How much exercise is enough?

The answer depends upon your goals. Here are some general guidelines to help you reach specific goals.

Health Benefits

Burn 150 calories per day through physical activity such as a 30-minute walk, 15-minute run or 30 to 45 minutes of gardening. Or think of it this way: Accumulate 30 minutes of moderate activity each day.

Heart and Lung Fitness

Do an aerobic exercise (such as walking, cycling, running or swimming) three to five days a week, at 60 to 90 percent of your maximum heart rate, for 20 to 60 minutes. You can work continuously or in intermittent bouts of at least 10 minutes each.

The higher intensity the exercise, the shorter the workout needed to achieve the "training effect"--a complex constellation of physiological changes that occur as your body begins to adapt to the demands of aerobic conditioning. For example, a jog that gets your heart rate up to 140 beats per minute will give you a training effect in just 20 minutes. A walk that gets your heart rate slightly over 110 beats per minute would take about 45 minutes.

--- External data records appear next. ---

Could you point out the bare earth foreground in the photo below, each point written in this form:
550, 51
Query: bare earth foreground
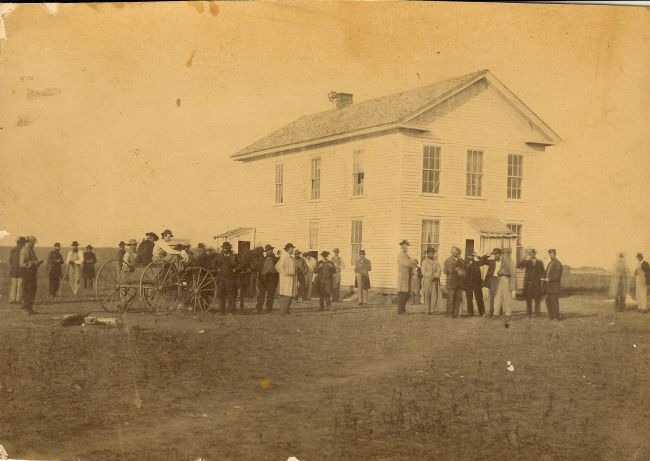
353, 383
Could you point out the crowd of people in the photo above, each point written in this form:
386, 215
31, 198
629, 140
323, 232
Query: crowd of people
279, 277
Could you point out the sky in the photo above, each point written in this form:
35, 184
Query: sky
118, 119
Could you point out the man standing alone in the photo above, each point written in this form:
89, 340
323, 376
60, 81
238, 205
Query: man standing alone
54, 263
75, 262
89, 267
338, 263
362, 277
533, 282
431, 280
553, 277
404, 266
15, 273
29, 264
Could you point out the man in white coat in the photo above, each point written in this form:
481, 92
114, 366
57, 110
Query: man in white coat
286, 268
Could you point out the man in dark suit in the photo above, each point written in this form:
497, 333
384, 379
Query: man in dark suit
474, 285
455, 270
532, 282
552, 279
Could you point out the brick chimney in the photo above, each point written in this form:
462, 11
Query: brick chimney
342, 99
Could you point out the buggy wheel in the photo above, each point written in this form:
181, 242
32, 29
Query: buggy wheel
110, 286
199, 289
160, 287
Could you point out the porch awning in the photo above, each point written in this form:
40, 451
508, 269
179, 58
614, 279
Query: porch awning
235, 232
489, 226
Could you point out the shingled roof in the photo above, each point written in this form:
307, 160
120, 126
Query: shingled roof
385, 111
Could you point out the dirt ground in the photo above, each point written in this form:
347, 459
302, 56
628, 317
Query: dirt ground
353, 383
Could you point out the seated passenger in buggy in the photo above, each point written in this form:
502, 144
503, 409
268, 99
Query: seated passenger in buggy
163, 250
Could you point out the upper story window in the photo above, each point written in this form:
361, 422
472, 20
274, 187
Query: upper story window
358, 175
474, 173
431, 170
315, 178
279, 183
515, 175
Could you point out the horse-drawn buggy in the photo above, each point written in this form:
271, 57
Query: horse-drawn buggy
172, 283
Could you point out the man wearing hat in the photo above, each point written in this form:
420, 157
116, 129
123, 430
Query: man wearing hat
226, 265
338, 263
267, 281
404, 270
552, 279
53, 267
163, 249
15, 273
29, 264
89, 267
145, 249
362, 277
325, 270
455, 270
286, 268
532, 282
74, 262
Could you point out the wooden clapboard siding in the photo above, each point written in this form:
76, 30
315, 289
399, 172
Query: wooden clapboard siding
477, 118
337, 207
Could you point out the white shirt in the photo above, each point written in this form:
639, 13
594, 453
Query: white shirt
76, 258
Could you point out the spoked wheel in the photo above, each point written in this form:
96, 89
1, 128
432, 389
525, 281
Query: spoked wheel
115, 292
160, 287
199, 289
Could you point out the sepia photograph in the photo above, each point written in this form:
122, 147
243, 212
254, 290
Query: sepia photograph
338, 231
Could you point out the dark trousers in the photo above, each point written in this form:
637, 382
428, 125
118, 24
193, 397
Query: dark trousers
325, 294
454, 299
475, 292
619, 303
243, 285
266, 286
55, 283
494, 284
402, 299
227, 289
538, 305
29, 289
88, 282
553, 306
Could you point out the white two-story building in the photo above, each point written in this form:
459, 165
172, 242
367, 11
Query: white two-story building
455, 163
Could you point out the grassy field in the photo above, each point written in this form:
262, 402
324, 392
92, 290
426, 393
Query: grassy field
349, 384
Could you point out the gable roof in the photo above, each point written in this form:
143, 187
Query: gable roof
380, 114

To calculate your target heart rate or "training zone":

  • Subtract your age from 220; this is your approximate maximum heart rate.

  • Multiply this number by 0.6 to get your lower heart rate limit for aerobic exercise and by 0.9 to get your upper heart rate limit for aerobic exercise.

Example: If you are 40 years old, subtract 40 from 220 and get 180. Then multiply 180 by 0.6 to get your lower-limit heart rate, 108, and by 0.9 to get your upper-limit heart rate limit, 162. That means, when you exercise, your heart rate should stay in the range of 108 to 162 beats per minute.

Bone and Muscle Strength

Do resistance exercises (lifting weights or using a strength-training machine) two to three days a week.

Do one set each of 8 to 10 exercises that strengthen the major muscle groups--arms, shoulders, chest, back, abdominals, hips and legs. Pick a weight heavy enough for you to lift at least eight, but no more than 12, times. (Older people-- 50 years old and above--and especially those who are frail may find it more appropriate to choose a lighter weight they can lift at least 10, but no more than 15, times.)

One set of each exercise is sufficient to boost strength and prevent loss of muscle mass in most adults. Three-set regimens may provide slightly greater benefits, if time allows.

Flexibility

Do range-of-motion and flexibility exercises for all the major muscle groups a minimum of two to three days a week by incorporating stretches into your overall fitness program.

Stretch before and after aerobic activity, but be sure to warm up with some gentle activity before you stretch. Get in the habit of stretching tense muscles throughout the day, particularly after sitting or standing for an extended period of time. Don't bounce. Go to the point where you feel mild tension, then hold the stretch for 6 to 15 seconds while breathing naturally.

Weight Loss

Do exercise that burns about 300 to 500 calories a day, four to six days a week. (A 175-pound person burns about 360 calories during a brisk one-hour walk.)

Be sure to eat properly, too, by controlling calorie intake and choosing appropriate portions of healthy, low-fat foods.